DENVER, CO - Greetings from the Mile High City and the campus of the University of Denver, where President Barack Obama and Governor Mitt Romney will square off in their first of three televised debates. Despite trading rhetorical blows and attack ads for many months, the two men are relative strangers; prior to this evening's high-stakes discussion, Obama and Romney have only met on three occasions. That will all change at 9pm ET, when the two men will lock horns for a 90 minute nationally-televised debate. Tonight's theme is domestic issues, and will be moderated by long-time PBS Newshour anchor Jim Lehrer. Though many in the chattering class agree that debates rarely matter, several new polls indicate that a relatively small, but significant, percentage of 2012 voters say the televised confrontations will weigh heavily on their eventual decision at the polls. Rasmussen:
Just seventeen percent view debates as very important to how they will vote. Eighty-seven percent (87%) of Likely U.S. Voters say they are likely to watch the presidential debates this year, according to a new Rasmussen Reports national telephone survey. That includes 65% who are Very Likely to watch, but that’s down nine points from 74% in September 2008. Still, just 12% say they are not very or Not At All Likely to watch the debates this year
Both candidates have been holed up for intensive debate preparation over the last few days -- Obama in Nevada and Romney here in Colorado. Senator John Kerry played the role of Romney in the incumbents debate simulations; Senator Rob Portman depicted Obama during Romney's trial runs.

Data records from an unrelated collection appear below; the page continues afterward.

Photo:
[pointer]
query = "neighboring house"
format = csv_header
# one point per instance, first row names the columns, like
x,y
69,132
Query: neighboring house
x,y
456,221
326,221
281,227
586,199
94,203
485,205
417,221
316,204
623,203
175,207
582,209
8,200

Moments ago, CNN reported that the Obama campaign has already decided that Mitt Romney will not give enough specifics during tonight's conversation, a line of attack they're preparing to unleash in the post-debate spin room. If Romney is even remotely light on specifics -- on his tax plan, for instance -- expect the O spin machine to churn away with the drumbeat that the Republican is avoiding tough issues. (Pretty shameless from the team backing the guy who's ducked every tough spending and entitlement issue over the last four years). Then again, if Romney gets wonky and specific, look for the Obama campaign to demagogue the hell out of whatever he presents. By the way, when it comes to tax policy and the middle class, remember this. Most challenging for Romney is the likelihood that the Obama party line will be widely parroted in the media. For a blueprint of how this phenomenon works, recall the media response to Paul Ryan's RNC speech. The good news for Romney is that public expectations are much higher for Obama, whom most voters expect to get the better of these exchanges. The majority of voters have not seen the GOP nominee in action yet, despite his approximately 800 appearances in Republican primary debates. Speaking of which, Romney improved significantly during those contests, clearly winning a few key ones. Which Mitt Romney will show up tonight? American Crossroads has a pretty good idea of which Barack Obama viewers will see, and have constructed a pre-buttal video. This is simply excellent:
Thorough and effective in substance and presentation. I particularly enjoyed the piece at the end of Obama warning that candidates with bad records result to personal attacks. Just perfect. But remember, the Obama campaign takes fact-checking "very very seriously." Tonight is big. Tens of millions of viewers, including many of those crucial and few undecideds, will tune in. The first debate sets the tone, and Mitt Romney needs to seize that opportunity. We'll have live reaction throughout the showdown, and full post-game analysis afterwards. Pop the popcorn and get comfortable. The most important stretch of the 2012 election begins in mere moments.